In order to reduce daily peak water demands during periods of warmer weather, the Metro Vancouver regional district has enacted sprinkler restrictions starting June 1.


Metro Vancouver says abiding by lawn sprinkling restrictions will help reduce peak water demands in the summer, which will reduce environmental and taxpayer costs.

In the past, lawn sprinkling hours included times in the evening, but are now restricted to mornings before 9 a.m.

"This is because the demand for water is highest in the evening when most people prepare meals, wash dishes, do laundry, take showers and perform other domestic activities," the Metro Vancouver district said on its website.

"If businesses and residents continue to conserve water, Metro Vancouver can defer building higher dams, bigger pump stations and larger water mains. Morning-only lawn sprinkling will help minimize additional costs, for both taxpayers and the environment," it says.

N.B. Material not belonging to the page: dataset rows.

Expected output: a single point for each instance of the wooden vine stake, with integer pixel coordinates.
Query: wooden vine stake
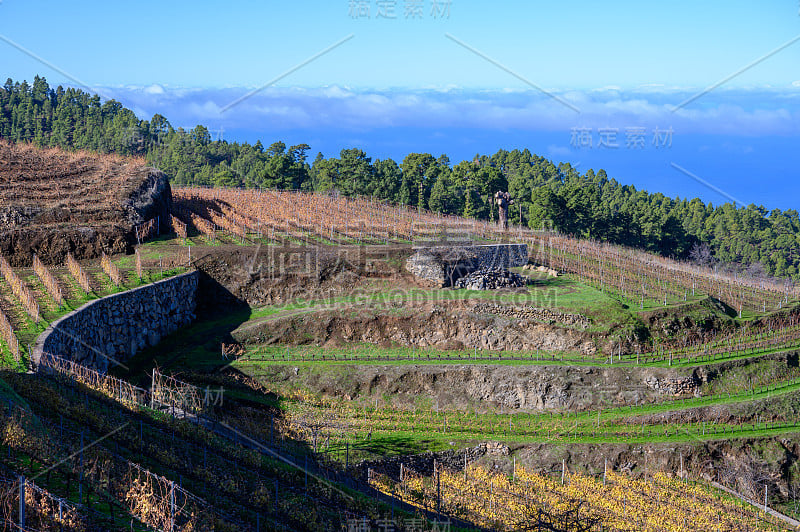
(139, 265)
(48, 280)
(78, 273)
(111, 270)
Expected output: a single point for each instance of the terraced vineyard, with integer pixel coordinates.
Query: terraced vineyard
(576, 502)
(324, 387)
(32, 298)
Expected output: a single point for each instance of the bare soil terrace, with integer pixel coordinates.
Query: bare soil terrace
(54, 202)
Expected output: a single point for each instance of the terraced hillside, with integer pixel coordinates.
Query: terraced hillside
(54, 202)
(324, 387)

Residential properties in the Greater Vancouver Water District with even-numbered addresses are allowed to have lawns watered between 4 a.m. and 9 a.m. Monday, Wednesday and Saturday and residents at odd-numbered addresses are allowed to water during the same times but on Tuesday, Thursday and Sunday.

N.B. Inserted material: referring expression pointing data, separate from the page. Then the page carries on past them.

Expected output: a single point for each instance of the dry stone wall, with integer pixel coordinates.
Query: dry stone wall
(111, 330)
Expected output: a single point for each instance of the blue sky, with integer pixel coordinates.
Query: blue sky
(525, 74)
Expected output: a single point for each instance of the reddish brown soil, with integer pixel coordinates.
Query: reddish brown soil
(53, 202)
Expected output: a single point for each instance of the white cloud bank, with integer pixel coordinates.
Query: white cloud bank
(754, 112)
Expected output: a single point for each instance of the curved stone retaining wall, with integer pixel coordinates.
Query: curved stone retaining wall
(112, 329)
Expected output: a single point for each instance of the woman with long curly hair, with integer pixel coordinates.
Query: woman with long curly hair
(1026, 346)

Businesses are restricted to sprinkling between 1 a.m. and 6 a.m., with even-numbered addresses allowed to do so Monday and Wednesday, and odd-numbered addresses permitted Tuesday and Thursday. Businesses are also permitted to sprinkle from 4 a.m. to 9 a.m. on Fridays.

Metro Vancouver also notes there are many exemptions to the lawn sprinkling regulations, including:

  • Newly-planted lawns, with the purchase of a special municipal permit 
  • Flower and vegetable gardens, decorative planters, shrubs and trees.
  • Pools, spas, water play parks and fountains.
  • Washing cars or boats using a spring-loaded shutoff nozzle.
  • Sports playing fields and school yards.
  • Lawns at golf courses and turf farms.
  • Artificial turf requiring wetting and outdoor tracks requiring hosing for dust control or safety.

Metro Vancouver says homeowners and business owners can also choose to not water their lawns at all, letting the grass instead "go dormant" until the rains come back in the fall, and should consider replacing their lawns with drought-resistant plants that require less water.

The Greater Vancouver Water District includes Anmore, Burnaby, Coquitlam, Delta, Electoral Area A (which includes the University of British Columbia, Langley City, Langley Township, Maple Ridge, New Westminster, North Vancouver City, North Vancouver District, Pitt Meadows, Port Coquitlam, Port Moody, Richmond, Surrey, Tsawwassen, Vancouver, the Village of Belcarra and West Vancouver.

The lawn sprinkling regulations remain in effect until Sept. 30.